The Inner Light, before Quakerism
As I continued through Paul Tillich's A History of Christian Thought, I ran into this passage during a discussion of thirteenth-century theology:
[The Franciscans said that] All knowledge is in some way rooted in the knowledge of the divine within us. There is a point of identity in our soul, and this point precedes every special act of knowledge. Or, we could say that every act of knowledge—about animals, plants, bodies, astronomy, mathematics—is implicitly religious. A mathematical proposition as well as a medical discovery is religious becuase it is possible only in the power of these ultimate principles which are the uncreated divine light in the human soul.
This is the famous doctrine of the inner light, which was also used by the sectarian movements and by all the mystics during the Middle Ages and the Reformation period, and which in the last analysis underlies even the rationalism of the Enlightenment. The rationalists were all philosophers of the inner light, even though this light later on became cut off from its divine ground. (185)

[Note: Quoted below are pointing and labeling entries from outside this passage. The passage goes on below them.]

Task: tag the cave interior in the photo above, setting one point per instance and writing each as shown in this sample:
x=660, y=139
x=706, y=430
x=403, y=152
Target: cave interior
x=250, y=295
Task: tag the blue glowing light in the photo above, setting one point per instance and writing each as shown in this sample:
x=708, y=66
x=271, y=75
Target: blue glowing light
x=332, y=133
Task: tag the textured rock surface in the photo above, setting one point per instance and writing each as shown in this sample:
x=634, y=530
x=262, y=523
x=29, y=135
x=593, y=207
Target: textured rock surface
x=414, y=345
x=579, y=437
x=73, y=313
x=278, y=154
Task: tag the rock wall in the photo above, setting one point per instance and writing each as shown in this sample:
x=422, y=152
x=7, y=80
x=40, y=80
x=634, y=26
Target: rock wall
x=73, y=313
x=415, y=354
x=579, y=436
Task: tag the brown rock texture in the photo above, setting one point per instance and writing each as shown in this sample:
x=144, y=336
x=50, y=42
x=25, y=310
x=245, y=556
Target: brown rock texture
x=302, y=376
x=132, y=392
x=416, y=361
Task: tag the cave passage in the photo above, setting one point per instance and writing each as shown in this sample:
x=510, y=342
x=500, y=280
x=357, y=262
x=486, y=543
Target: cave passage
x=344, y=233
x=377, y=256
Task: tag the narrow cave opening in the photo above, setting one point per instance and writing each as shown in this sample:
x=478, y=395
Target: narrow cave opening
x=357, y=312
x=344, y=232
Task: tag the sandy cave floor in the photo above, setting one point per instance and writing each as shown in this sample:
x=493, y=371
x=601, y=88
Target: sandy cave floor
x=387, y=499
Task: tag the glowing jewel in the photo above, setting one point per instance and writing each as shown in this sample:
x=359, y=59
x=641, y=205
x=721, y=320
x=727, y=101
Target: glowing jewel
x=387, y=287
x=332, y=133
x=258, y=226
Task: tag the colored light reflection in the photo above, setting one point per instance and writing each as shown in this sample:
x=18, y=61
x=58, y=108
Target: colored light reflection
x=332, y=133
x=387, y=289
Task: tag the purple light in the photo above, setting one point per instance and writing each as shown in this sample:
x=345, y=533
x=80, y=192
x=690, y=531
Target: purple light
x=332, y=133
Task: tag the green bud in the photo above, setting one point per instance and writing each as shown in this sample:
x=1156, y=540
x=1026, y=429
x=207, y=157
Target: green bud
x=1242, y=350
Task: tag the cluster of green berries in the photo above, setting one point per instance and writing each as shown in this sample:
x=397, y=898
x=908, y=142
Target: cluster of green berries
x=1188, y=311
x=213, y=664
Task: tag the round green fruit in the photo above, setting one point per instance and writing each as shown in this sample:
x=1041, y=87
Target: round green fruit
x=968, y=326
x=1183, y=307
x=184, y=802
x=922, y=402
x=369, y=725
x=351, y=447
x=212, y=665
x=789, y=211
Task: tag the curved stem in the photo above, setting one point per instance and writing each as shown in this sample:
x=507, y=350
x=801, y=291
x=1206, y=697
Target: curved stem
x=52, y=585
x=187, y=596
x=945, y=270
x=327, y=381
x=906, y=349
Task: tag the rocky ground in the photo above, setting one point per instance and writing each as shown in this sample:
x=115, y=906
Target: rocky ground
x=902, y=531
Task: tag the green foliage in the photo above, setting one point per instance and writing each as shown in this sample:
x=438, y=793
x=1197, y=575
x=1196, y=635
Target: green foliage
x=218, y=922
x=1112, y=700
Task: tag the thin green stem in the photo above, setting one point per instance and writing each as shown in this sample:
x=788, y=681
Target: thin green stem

Tillich goes on to oppose this view to Thomas Aquinas, but it also echoes Tillich's earlier comments about the rationality that follows ecstatic movement. If the experience of that light as something explicitly divine is lost, it's relatively easy to move directly into a rationalist view.
For myself, I've always felt that rationalism was broken, missing key pieces to ground itself. The most I've been willing to let pure rationality do is establish probabilities, which are highly useful but deliberately limited. I've doubted for years that 'knowledge' is something we humans compose out of knowable facts. On reading this section of Tillich's history, I can see both why I've felt that way and why I find Quakerism so amenable. I'm drawn to that light and doubtful when I don't think the light is present. The 'divine ground' seems necessary to me, however hard hyper-rationalists try to keep it out.